Physical requirements and working conditions :
• Consistent with its obligations under the law, the University will provide reasonable accommodation to any employee with a disability who requires accommodation to perform the essential functions of his or her job.
• Given the nature of this position, SLAC is open to on-site, hybrid, and remote work options.
Work standards :
• Interpersonal Skills: Demonstrates the ability to work well with Stanford colleagues and clients and with external organizations.
• Promote Culture of Safety: Demonstrates commitment to personal responsibility and value for environment, safety and security; communicates related concerns; uses and promotes safe behaviors based on training and lessons learned. Meets the applicable roles and responsibilities as described in the ESH Manual, Chapter 1General Policy and Responsibilities: http://www-
• Subject to and expected to comply with all applicable University policies and procedures, including but not limited to the personnel policies and other policies found in the University's Administrative Guide,
Classification Title: Software Developer 3
Duration: Regular Continuing
Job code: 4823
The expected pay range for this position is $137,773 to $ 194,585 per annum. SLAC National Accelerator Laboratory/Stanford University provides pay ranges representing its good faith estimate of the salary the university reasonably expects to pay for a position upon hire. The pay offered to a selected candidate will be determined based on factors such as (but not limited to) the scope and responsibilities of the position, the qualifications of the selected candidate, departmental budget availability, internal equity, geographic location and external market pay for comparable jobs. At SLAC/Stanford, base pay represents only one aspect of the comprehensive rewards package.

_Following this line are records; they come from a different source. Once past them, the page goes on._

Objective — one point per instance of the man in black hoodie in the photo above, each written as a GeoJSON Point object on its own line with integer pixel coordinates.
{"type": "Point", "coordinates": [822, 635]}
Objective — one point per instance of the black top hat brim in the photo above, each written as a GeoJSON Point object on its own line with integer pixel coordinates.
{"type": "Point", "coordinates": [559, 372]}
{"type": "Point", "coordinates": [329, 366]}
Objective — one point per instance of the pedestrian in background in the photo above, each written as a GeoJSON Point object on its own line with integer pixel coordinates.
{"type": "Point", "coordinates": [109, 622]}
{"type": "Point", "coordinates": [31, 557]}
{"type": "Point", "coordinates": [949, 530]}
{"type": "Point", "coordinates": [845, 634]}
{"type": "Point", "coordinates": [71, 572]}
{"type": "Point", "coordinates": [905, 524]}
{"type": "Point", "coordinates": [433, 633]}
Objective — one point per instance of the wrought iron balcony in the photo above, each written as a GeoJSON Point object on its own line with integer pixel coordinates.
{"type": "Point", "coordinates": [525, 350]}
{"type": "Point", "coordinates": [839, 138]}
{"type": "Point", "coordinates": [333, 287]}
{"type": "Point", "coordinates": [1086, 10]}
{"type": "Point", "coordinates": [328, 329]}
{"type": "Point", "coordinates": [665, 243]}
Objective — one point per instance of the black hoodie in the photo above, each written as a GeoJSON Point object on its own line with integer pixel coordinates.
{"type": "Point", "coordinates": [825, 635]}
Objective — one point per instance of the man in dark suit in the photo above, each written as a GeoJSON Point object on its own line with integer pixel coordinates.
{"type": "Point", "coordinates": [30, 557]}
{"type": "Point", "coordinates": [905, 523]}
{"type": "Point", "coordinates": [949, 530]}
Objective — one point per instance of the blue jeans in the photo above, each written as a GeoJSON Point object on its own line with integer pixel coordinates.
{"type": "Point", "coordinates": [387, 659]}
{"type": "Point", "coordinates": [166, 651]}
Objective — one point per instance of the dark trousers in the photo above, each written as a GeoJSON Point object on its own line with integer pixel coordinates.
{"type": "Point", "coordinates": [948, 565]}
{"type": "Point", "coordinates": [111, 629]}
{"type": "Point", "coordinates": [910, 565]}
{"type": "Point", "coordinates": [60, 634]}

SLAC National Accelerator Laboratory is an Affirmative Action / Equal Opportunity Employer and supports diversity in the workplace. All employment decisions are made without regard to race, color, religion, sex, national origin, age, disability, veteran status, marital or family status, sexual orientation, gender identity, or genetic information. All staff at SLAC National Accelerator Laboratory must be able to demonstrate the legal right to work in the United States. SLAC is an E-Verify employer.